Potassium channels that are inhibited by intracellular ATP (ATP_i) were first identified in ventricular myocytes, and are referred to as ATP-sensitive K⁺ channels (i.e. K_ATP channels). Subsequently, K⁺ channels with similar characteristics have been demonstrated in many other tissues (pancreatic ß-cells, skeletal muscle, central neurones, smooth muscle). Approximately one decade ago, K_ATP channels were cloned and were found to be composed of at least two subunits: an inwardly rectifying K⁺ channel six family (Kir6.x) that forms the ion conducting pore and a modulatory sulphonylurea receptor (SUR) that accounts for several pharmacological properties. Various types of native K_ATP channels have been identified in a number of visceral and vascular smooth muscles in single-channel recordings.

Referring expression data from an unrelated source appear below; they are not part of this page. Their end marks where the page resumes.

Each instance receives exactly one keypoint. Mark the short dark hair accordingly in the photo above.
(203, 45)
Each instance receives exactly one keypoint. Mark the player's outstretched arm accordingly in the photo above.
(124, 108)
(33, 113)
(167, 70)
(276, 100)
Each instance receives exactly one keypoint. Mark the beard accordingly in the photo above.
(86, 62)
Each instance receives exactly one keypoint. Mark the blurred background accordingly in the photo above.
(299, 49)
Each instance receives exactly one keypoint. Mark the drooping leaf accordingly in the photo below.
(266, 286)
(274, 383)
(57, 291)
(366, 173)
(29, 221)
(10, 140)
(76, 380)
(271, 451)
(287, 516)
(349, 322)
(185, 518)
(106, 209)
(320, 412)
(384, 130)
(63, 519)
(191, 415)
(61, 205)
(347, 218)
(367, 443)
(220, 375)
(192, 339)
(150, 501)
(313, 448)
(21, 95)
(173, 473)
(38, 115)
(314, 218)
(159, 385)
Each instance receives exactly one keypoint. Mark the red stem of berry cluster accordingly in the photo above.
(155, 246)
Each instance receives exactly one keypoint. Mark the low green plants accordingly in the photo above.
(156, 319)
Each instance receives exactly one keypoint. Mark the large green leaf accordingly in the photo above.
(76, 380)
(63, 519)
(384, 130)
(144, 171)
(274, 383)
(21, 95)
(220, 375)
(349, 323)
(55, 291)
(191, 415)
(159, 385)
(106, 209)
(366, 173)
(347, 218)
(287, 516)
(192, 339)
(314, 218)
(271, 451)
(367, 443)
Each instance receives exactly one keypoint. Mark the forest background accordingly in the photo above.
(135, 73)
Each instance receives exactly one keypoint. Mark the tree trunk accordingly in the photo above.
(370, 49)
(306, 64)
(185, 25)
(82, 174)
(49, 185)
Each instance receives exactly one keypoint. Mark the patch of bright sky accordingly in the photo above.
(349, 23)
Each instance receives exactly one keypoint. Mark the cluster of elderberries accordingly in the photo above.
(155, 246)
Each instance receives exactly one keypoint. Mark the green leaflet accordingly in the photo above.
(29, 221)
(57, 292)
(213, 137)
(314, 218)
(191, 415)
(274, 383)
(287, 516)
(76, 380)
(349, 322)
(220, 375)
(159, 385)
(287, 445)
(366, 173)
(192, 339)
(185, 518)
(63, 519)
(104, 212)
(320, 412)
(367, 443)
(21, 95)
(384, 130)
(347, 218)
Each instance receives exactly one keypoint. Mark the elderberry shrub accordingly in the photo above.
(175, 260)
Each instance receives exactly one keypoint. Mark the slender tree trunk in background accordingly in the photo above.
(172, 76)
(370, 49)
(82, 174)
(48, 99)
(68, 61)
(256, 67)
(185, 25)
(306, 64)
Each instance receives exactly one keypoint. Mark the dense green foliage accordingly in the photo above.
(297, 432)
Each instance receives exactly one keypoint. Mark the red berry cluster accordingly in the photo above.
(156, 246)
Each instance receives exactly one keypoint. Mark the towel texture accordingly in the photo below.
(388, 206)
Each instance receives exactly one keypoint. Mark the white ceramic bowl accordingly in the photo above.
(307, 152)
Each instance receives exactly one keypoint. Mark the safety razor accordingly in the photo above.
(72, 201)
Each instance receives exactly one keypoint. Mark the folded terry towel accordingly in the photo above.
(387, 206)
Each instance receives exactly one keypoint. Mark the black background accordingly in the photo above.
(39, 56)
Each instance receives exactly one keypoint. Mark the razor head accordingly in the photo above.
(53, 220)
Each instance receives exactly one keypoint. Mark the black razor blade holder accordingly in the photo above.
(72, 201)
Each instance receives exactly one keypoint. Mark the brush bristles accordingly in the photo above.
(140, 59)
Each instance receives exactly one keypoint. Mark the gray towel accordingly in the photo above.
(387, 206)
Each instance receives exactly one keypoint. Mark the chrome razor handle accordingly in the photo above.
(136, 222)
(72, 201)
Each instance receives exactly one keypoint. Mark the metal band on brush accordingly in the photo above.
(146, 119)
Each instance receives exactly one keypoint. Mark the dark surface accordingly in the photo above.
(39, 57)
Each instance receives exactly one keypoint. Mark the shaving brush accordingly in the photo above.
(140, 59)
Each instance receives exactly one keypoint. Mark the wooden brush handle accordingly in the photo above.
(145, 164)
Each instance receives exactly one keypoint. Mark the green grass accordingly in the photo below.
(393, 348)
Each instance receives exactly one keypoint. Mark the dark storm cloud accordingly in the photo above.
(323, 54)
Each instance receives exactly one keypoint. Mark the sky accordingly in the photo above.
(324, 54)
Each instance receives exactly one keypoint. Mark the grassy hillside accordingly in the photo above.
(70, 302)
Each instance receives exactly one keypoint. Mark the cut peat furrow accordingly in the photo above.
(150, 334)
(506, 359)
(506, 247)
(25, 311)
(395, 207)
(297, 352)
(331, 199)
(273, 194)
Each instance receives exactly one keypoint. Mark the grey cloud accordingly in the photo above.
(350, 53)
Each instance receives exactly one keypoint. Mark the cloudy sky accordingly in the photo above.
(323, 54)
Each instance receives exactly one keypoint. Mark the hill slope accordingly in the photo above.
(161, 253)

However, little attention has been paid to the molecular properties of the subunits in K_ATP channels and it is important to determine the relative expression of K_ATP channel components which give rise to native K_ATP channels in smooth muscle. The aim of this review is to briefly discuss the current knowledge available for K_ATP channels with the main interest in the molecular basis of native K_ATP channels, and to discuss their possible linkage with physiological functions in smooth muscle.

(Received 23 January 2006; accepted after revision 15 February 2006; first published online 16 February 2006)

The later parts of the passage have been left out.